The α-hederin treatment inhibited cell growth of the three cell lines in a dose- and time-dependent manner. The IC50 values at 24 h for SMMC-7721, HepG-2 and Huh-7 cells were 13.88, 18.45 and 25.52 μmol/L, respectively, so we used SMMC-7721 cells for the on-going experiments. The results showed that the apoptosis rates in the control, low-dose α-hederin (5 μmol/L), mid-dose α-hederin (10 μmol/L) and high-dose α-hederin (20 μmol/L) groups were 0.90% ± 0.26%, 12% ± 2.05, 21% ± 2.15 and 37% ± 3.8%, respectively. In comparison to the control, after treatment with α-hederin, ROS increased significantly, while the ATP levels decreased. When SMMC-7721 cells were pretreated with BSO (2 mmol/L), compared with the mid-dose α-hederin group, the apoptosis rate increased to 27% ± 3.5% (P < 0.05); what’s more, the increase of ROS and the decrease of ATP were both enhanced. However, NAC pretreatment had a protective effect on SMMC-7721 cells and could alleviate the change of ROS and ATP. The proteins involving in the mitochondria-mediated pathway were detected by western blotting. The results showed α-hederin increased the levels of Bax, cleaved caspase-3 and cleaved caspase-9, and decreased Bcl-2 expression levels. Meanwhile, AIF and Cyt C in cytoplasm were up-regulated, but AIF and Cyt C in mitochondria were down-regulated. Subcutaneous xenografts were successfully constructed in 24 nude mice. After treatment with α-hederin for 3 wk, the weight of xenograft tumor was significantly reduced (P < 0.05). Compared to the control group, TUNEL staining showed a gradual increase in the proportion of apoptotic cells with the increase of α-hederin concentration (P < 0.05). There was no difference between the control mice and α-hederin-treated mic for the hepatic and renal functions. This research indicated that α-hederin could induce HCC cell apoptosis via mitochondria-mediated pathway by depleting GSH and accumulating ROS. But it did not explain how α-hederin changed the expression of GSH and ROS, and the effect of α-hederin on HCC cell invasion was not studied either. In addition, apoptosis involves multiple factors and multiple links, making it necessary to conduct in-depth research to clarify the specific mechanism.
The α-hederin saponin induces apoptosis of HCC cells via the mitochondrial pathway mediated by increased intracellular ROS and may be an effective treatment for human HCC.

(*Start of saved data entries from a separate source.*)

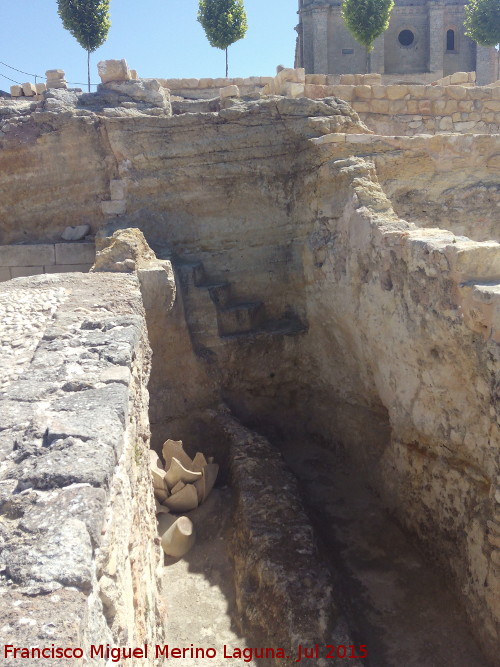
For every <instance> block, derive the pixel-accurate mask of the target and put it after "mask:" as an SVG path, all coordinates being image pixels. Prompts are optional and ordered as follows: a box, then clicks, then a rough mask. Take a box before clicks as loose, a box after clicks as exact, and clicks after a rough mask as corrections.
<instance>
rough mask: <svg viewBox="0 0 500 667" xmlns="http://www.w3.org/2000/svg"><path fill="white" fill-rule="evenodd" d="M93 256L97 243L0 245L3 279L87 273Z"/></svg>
mask: <svg viewBox="0 0 500 667" xmlns="http://www.w3.org/2000/svg"><path fill="white" fill-rule="evenodd" d="M94 259H95V245H94V243H40V244H36V245H35V244H34V245H21V244H19V245H4V246H0V282H3V281H5V280H10V279H11V278H21V277H25V276H34V275H38V274H41V273H68V272H73V271H77V272H84V273H86V272H87V271H88V270H89V269H90V267H91V266H92V264H93V263H94Z"/></svg>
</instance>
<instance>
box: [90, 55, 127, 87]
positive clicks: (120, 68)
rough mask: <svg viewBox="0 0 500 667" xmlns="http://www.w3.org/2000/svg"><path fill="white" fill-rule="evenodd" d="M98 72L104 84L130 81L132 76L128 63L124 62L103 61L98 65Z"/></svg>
mask: <svg viewBox="0 0 500 667" xmlns="http://www.w3.org/2000/svg"><path fill="white" fill-rule="evenodd" d="M97 72H98V73H99V76H100V78H101V81H102V82H103V83H108V82H109V81H130V80H131V79H132V75H131V73H130V70H129V68H128V65H127V61H126V60H124V59H122V60H101V61H100V62H98V63H97Z"/></svg>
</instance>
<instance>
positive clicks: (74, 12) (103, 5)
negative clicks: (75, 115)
mask: <svg viewBox="0 0 500 667" xmlns="http://www.w3.org/2000/svg"><path fill="white" fill-rule="evenodd" d="M109 3H110V0H57V7H58V10H57V13H58V14H59V16H60V17H61V20H62V23H63V26H64V27H65V28H66V30H68V31H69V32H70V33H71V34H72V35H73V37H74V38H75V39H76V41H77V42H78V44H80V46H81V47H82V48H84V49H85V50H86V51H87V74H88V83H89V91H90V54H91V53H93V52H94V51H95V50H96V49H98V48H99V47H100V46H102V45H103V44H104V42H105V41H106V39H107V38H108V32H109V28H110V26H111V21H110V19H109Z"/></svg>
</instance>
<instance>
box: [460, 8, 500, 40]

It is of great value to discover natural anticancer compounds which have high efficacy and low toxicity in the treatment of HCC. In our study, we show that α-hederin could induce HCC cell apoptosis via mitochondria-mediated pathway by depleting GSH and accumulating ROS, which identifies α-hederin as a potential highly effective natural medicine with limited toxicity for HCC treatment. But some points remain unclear. How does α-hederin change the expression of ATP? The effect of α-hederin on HCC cell migration and invasion was not studied, either. In addition, apoptosis involves multiple factors and multiple links, and it’s necessary to conduct in-depth research to clarify specific mechanism. These results will facilitate the development of treatment for HCC.